It was the same tactic Sibley is using now to advise Palfrey: The manager of BPP's escort service was merely providing "quality time with a quality woman," Sibley told MSNBC's Tucker Carlson in an on-camera interview in March 2006. Customers had to sign a receipt saying they wouldn't engage in illegal sexual activity. If they did, then they broke the law.

Sibley sued them for breach of contract.

Let's go to the videotape:

Carlson: "You sound like you look down on these men. That they would somehow get the idea that just because you call an escort service . . . and have a girl in a tube top and a vinyl skirt come over to your hotel room -- that somehow they got the idea sex was involved. You sound like you're unimpressed with their judgment."

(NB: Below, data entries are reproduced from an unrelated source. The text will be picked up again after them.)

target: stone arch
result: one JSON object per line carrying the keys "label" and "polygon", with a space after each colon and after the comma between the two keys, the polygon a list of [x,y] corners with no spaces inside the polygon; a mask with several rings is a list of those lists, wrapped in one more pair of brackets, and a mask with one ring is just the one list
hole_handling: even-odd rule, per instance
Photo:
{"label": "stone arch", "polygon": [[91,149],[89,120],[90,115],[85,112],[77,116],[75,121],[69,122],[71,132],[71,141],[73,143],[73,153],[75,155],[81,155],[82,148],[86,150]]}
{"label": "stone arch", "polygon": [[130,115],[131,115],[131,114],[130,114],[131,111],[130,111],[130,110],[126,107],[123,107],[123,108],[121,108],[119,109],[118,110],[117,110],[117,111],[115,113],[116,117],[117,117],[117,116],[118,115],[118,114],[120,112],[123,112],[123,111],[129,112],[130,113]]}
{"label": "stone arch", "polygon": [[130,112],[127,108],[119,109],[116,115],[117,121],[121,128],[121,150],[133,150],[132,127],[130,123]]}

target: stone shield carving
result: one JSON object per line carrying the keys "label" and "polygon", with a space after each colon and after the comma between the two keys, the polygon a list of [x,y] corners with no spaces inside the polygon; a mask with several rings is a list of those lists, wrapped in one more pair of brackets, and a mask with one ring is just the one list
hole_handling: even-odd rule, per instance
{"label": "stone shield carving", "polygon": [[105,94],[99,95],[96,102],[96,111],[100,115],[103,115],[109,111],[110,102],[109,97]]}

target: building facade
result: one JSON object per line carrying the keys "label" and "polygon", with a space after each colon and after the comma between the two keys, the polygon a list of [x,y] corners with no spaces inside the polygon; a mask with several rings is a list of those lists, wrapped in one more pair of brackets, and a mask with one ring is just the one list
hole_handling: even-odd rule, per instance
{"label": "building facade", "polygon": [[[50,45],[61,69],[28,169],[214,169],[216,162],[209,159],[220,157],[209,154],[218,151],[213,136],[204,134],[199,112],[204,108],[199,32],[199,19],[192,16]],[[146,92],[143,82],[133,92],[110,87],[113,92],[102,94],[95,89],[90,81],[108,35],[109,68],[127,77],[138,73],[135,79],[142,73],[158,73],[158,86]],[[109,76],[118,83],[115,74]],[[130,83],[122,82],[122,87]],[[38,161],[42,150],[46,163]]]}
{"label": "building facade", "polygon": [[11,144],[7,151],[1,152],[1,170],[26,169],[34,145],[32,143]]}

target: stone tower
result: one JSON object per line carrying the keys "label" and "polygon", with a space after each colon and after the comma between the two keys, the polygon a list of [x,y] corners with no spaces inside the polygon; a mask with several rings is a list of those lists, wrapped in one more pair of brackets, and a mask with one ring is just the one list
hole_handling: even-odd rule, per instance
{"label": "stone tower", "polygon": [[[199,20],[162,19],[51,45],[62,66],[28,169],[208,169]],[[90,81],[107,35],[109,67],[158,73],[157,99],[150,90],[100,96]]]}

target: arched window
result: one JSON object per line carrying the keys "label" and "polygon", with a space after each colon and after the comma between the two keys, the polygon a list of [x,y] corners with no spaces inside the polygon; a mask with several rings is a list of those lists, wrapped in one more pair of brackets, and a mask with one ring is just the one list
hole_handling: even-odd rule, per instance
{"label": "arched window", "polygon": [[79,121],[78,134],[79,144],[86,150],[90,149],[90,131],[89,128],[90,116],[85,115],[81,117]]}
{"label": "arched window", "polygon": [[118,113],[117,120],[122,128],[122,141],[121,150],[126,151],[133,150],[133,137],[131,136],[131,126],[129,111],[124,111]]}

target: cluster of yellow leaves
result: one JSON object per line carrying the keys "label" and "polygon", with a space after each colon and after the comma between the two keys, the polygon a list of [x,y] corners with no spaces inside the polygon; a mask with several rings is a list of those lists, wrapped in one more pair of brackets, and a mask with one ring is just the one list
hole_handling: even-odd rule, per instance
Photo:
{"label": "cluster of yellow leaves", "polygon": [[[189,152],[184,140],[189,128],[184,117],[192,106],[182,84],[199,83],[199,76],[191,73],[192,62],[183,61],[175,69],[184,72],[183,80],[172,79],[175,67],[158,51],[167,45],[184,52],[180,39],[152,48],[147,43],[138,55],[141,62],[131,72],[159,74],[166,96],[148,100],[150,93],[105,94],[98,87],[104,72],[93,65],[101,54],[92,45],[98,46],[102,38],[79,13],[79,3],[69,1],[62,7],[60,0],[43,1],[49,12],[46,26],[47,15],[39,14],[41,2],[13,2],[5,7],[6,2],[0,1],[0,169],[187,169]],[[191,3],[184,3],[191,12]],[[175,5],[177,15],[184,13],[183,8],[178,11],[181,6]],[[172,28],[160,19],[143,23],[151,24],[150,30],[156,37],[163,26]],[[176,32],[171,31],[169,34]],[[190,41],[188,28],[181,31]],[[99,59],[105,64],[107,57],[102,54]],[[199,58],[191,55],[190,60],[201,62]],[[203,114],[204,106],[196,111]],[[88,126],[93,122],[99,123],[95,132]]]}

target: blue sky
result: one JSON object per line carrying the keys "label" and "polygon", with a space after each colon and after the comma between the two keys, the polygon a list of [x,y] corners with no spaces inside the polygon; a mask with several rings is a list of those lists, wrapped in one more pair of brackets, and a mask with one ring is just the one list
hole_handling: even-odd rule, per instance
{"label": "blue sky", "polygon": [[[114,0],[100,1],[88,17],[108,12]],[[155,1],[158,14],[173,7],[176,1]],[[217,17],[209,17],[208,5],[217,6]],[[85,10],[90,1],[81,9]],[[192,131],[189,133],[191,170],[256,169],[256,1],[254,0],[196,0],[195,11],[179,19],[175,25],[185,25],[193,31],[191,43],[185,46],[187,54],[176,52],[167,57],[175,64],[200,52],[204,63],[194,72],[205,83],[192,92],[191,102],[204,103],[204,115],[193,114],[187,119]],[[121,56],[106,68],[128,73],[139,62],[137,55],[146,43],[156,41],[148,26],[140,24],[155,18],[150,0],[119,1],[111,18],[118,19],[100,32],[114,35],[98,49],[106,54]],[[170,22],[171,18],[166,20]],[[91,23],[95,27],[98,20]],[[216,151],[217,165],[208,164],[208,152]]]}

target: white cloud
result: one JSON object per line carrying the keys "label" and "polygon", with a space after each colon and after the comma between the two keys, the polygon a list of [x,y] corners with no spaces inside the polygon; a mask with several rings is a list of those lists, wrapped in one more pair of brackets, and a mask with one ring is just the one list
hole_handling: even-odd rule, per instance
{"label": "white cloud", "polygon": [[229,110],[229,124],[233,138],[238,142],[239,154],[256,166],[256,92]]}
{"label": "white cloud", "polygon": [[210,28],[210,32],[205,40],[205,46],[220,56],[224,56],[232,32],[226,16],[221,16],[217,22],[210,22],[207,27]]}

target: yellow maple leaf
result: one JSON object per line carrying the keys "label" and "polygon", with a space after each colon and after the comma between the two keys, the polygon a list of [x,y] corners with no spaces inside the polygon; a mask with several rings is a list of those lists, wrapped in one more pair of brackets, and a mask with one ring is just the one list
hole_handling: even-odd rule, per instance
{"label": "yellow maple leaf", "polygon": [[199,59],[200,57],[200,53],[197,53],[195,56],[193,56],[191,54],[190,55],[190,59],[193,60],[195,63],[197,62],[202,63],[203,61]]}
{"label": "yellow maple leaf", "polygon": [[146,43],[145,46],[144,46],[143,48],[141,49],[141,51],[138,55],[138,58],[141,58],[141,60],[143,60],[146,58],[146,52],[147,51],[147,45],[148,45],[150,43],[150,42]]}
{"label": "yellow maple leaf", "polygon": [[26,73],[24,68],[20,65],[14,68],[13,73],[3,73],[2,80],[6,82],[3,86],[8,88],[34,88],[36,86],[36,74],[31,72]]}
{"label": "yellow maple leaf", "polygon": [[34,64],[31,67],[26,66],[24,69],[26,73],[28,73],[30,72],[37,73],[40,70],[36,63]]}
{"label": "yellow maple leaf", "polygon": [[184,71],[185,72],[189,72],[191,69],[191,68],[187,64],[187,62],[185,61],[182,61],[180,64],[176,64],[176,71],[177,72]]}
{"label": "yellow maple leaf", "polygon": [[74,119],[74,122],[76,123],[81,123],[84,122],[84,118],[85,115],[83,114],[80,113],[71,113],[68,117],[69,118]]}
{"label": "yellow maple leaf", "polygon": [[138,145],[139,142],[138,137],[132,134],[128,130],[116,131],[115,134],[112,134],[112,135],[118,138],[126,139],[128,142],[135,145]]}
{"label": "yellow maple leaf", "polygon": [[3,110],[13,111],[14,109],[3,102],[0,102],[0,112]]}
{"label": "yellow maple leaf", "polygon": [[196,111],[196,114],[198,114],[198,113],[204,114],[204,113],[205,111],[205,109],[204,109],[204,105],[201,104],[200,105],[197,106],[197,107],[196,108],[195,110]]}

Sibley: "Well, Tucker, is that what the girls look like that come to your hotel room?"

Carlson: "I don't have girls come to my hotel room who I'm not married to."

This is great television, but it's not quite what we were hoping for.

We dial Sibley on his cellphone. He answers in South Florida.

We ask him to clarify the office situation.

"Do you know how expensive office space is on K Street?" he asks. "I have a small room for meeting people, but I have a virtual office. I have an 80-gigabyte drive, I plug in at Kinko's, on laptops, on friends' computers."

One of those friends is Hector Botero, a longtime friend and president of an international media company in Miami.